Terça-feira, 20 de dezembro de 2007
 

Opinião dos leitores (até 20/12)

Em artigo de 12 de dezembro, com o título Professor não é coitado, Gustavo Ioschpe argumenta que a realidade da carreira de professor é bastante diferente da imagem difundida (leia aqui) e abriu espaço para os leitores darem sua opinião. Abaixo, os emails selecionados:


Não
 

Detestei sua matéria. Há um texto bem engraçado sobre os professores que de vez em quando aparecem nas escolas. Entre outras coisas, cita isto: "Quando o aluno tira dez é porque estudou, quando tira zero é por culpa do professor". Nós, professores, damos risadas, pois sabemos que os alunos são assim mesmo. Mas, quando o mesmo argumento parte de alguém que se diz especialista em educação, dá vontade de chorar. É lamentável e patético. Aposto um pedaço de giz que se os resultados sobre a educação brasileira fossem bons, a façanha seria atribuída ao... Não é necessário completar, é? A propósito, sou professora de Inglês da rede privada de ensino há mais de 25 anos. Trabalho muito e amo o que faço.
Sandra Mara Padilha


Sim
 

Concordo com o título de seu artigo, realmente o Professor não é Coitado. Eu não me considero uma coitada, mas desvalorizada profissionalmente. Historicamente neste país, nem o governo nem a sociedade dão valor à educação, mas reconheço também que embora a nossa classe profissional seja numerosa ela é bastante desarticulada.
Izula Luiza


Não
 

Prezado Gustavo Ioschpe:É com muita satisfação que venho ratificar a sua idéia de que professor não é um "coitado". Somos sim cidadãos honestos, honrados e batalhadores por uma educação de qualidade em meio a tantos dissabores existentes em nossa sociedade.
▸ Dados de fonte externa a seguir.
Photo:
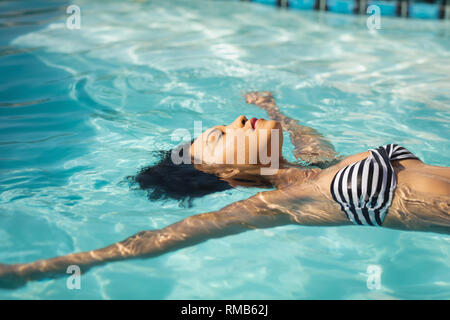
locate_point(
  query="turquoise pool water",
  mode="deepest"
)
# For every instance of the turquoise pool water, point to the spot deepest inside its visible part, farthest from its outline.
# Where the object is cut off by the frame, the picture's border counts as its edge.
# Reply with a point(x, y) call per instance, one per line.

Não nos generalize com frases tão frias e manipuladoras (uma vez que é um dos agentes formadores de opinião, infelizmente!). Repense que em todas categorias profissionais existem os bons e maus. E qual o seu "prazer" em denegrir ainda mais a imagem do professor? Venha pessoalmente a uma sala de aula e faça um estágio. Aí sim seus dados estatísticos (questionáveis, se assim posso dizer, uma vez que interferiu em uma área que não é a base de sua formação acadêmica) serão mais verdadeiros e contribuirão para ajudar a melhorar a Educação de nossos jovens.
Ana Paula


Sim
 

No primeiro dia de aula na universidade Sorbonne, um professor indicou aos aluno (eu incluso) cinco títulos de obras literárias didáticas. Todos os títulos eram da autoria dele, do próprio professor. A produção literária dos nossos professores universitários mereceria algum tipo de pesquisa?
Valton Sergio von Tempski-Silka


Não
 

Senhor Gustavo, os dados citados em seu artigo intitulado "Professor não é coitado" não correspondem à realidade. Tenho certeza! E tenho essa certeza porque sou professora, vivo uma situação calamitosa todos os dias. A maioria dos professores trabalha em mais de uma escola, sim! Os salários são ruins, sim! Os alunos são cada vez mais desinteressados, sim! E quanto ao fato de crescer a procura por cursos de licenciatura, mais um engano. A cada ano diminui, em Minas Gerais, o número de professores de determinadas matérias, porque nenhum jovem se interessa mais pela profissão de professor. Trabalhei em pré-vestibular muitos anos e o que mais ouvia dos alunos: "Fazer licenciatura, no Brasil? De jeito nenhum!" Conheço muitos professores que não vêem a hora de trocar a sala de aula por outra atividade! Não acredito naqueles dados apresentados em seu texto. Para mim, aquilo é uma falácia que para pintar um quadro irreal da educação no Brasil. O real, infelizmente, é a idéia que todos têm sobre a educação!
Rosana Magalhães Andrade


Sim
 

Concordo com o seu ponto de vista e acrescento: trabalho há oito anos na Secretaria de Estado da Educação de Sergipe. Exerço a função de pedagogo, no horário noturno - das 18h40 às 22h40. Rotineiramente e diariamente até as 19 horas nenhum professor foi para a sala de aula, ficam na sala de professores batendo papo. Às 22 horas encerram suas aulas. Ou seja, 1 hora e 20 minutos de aula a menos todos os dias. Porém a aula é registrada e assinada como se tivesse sido ministrada na íntegra. Por ocasião de paralisações as aulas são supostamente repostas. O Sindicato, a Secretaria, as diretorias nunca acompanham a efetividade dessas reposições. Nesta época do ano (novembro a dezembro), a evasão é uma realidade cruel. Antes das 22 horas o Colégio já está vazio. (...) Tenho um salário líquido de cerca de 1.000 reais. É pouco? Depende. Não dá para minhas despesas pessoais. Mas estou num país em que o trabalhador recebe um salário de 380 reais para trabalhar oito horas diárias. O coitado sou eu (que trabalho bem menos) ou é esse operário que não teve a oportunidade de trabalhar nas SEED’s espalhadas pelo Brasil? Parabéns pelo artigo, um verdadeiro retrato da nossa educação.

 

O professor desvalorizado

Getty Images

Meu artigo na revista VEJA dessa semana fala sobre a "coitadização" do nosso professor - um discurso infantilizador de alguns, que trata o professor brasileiro como um pobre coitado, uma vítima - objeto, e não sujeito, de sua ação.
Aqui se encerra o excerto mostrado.